Google+ Pinterest LinkedIn Tumblr

Video of a gun owner cutting his AR-15 in half quickly went viral. In the footage, he used a miter saw to cut through the barrel of the gun, creating two distinct pieces. However, even though his aim was to destroy the firearm, the internet was fast to point out that he didn’t accomplish his goal.

Scott-Dani Pappalardo, motivated to destroy his legally acquired AR-15 after the 2018 school shooting at Marjory Stoneman Douglas High School in Parkland, Florida, created a video where he thoroughly explains his decision.

After his monolog, Pappalardo takes the firearm, which he was holding throughout the video, and uses a miter saw to cut it in half, declaring that there is “one less” AR-15 that could potentially harm someone.

But, internet viewers were quick to announce that Pappalardo didn’t actually destroy the weapon. Instead, he simply shortened it, taking a legal AR-15 and turning it into an illegal firearm.

According to Popular Mechanics, the barrel and gas tube of the AR-15 were cut, but the weapon could still be fired in that state. Plus, the barrel length was then below the 16-inch federal minimum for long guns, making it illegal.

Technically, Pappalardo committed a felony in the video based on the National Firearms Act. The action could carry serious penalties, including a prison sentence of up to 10 years and fines amounting up to $250,000.

Pappalardo did later post a picture that shows the AR-15 in three pieces, but even that isn’t enough to satisfy the ATF requirements for destroying the weapon. In fact, a saw alone can’t meet the ATF standards, as a blowtorch is needed so that at least a quarter inch of the material can be displaced.

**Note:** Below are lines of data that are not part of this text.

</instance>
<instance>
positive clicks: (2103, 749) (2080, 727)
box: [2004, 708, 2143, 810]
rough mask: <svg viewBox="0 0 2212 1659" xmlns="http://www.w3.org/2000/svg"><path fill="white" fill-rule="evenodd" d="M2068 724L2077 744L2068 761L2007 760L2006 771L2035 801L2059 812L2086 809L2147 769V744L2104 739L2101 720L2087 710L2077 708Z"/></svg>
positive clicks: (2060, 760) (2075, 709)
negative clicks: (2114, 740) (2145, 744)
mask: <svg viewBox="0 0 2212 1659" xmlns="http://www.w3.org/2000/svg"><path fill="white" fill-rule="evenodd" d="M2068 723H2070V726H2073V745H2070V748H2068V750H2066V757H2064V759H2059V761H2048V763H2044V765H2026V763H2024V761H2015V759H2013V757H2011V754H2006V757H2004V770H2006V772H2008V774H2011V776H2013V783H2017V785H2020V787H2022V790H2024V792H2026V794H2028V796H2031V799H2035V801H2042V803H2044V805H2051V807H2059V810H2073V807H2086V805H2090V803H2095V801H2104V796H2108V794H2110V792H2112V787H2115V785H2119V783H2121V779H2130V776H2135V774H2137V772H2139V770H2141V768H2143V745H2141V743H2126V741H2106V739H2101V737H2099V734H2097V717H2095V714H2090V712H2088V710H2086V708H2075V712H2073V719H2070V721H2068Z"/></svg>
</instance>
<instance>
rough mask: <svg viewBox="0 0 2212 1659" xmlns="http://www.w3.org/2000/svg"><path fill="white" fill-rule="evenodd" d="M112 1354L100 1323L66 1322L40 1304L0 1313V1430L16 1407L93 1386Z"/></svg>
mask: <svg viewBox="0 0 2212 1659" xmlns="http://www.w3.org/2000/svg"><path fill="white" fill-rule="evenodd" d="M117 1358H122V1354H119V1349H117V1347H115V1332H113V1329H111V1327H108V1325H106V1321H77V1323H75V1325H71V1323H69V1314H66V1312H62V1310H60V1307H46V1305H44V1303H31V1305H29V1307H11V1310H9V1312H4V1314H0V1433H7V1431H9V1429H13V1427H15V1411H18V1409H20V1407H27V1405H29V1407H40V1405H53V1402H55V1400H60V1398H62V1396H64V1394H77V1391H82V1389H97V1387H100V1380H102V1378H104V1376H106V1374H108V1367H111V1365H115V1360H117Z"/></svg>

The ATF standards focus on the lower receiver and require that a blowtorch be used to cut the section of the firearm three times.

It is unlikely that Pappalardo will face federal-level charges, though the incident does highlight how specific requirements for destroying a firearm can be and, that when done improperly, the resulting state of the weapon can be more dangerous, and even illegal.

Generally, if guidance is required, the ATF is willing to provide people with information regarding the proper destruction of firearms.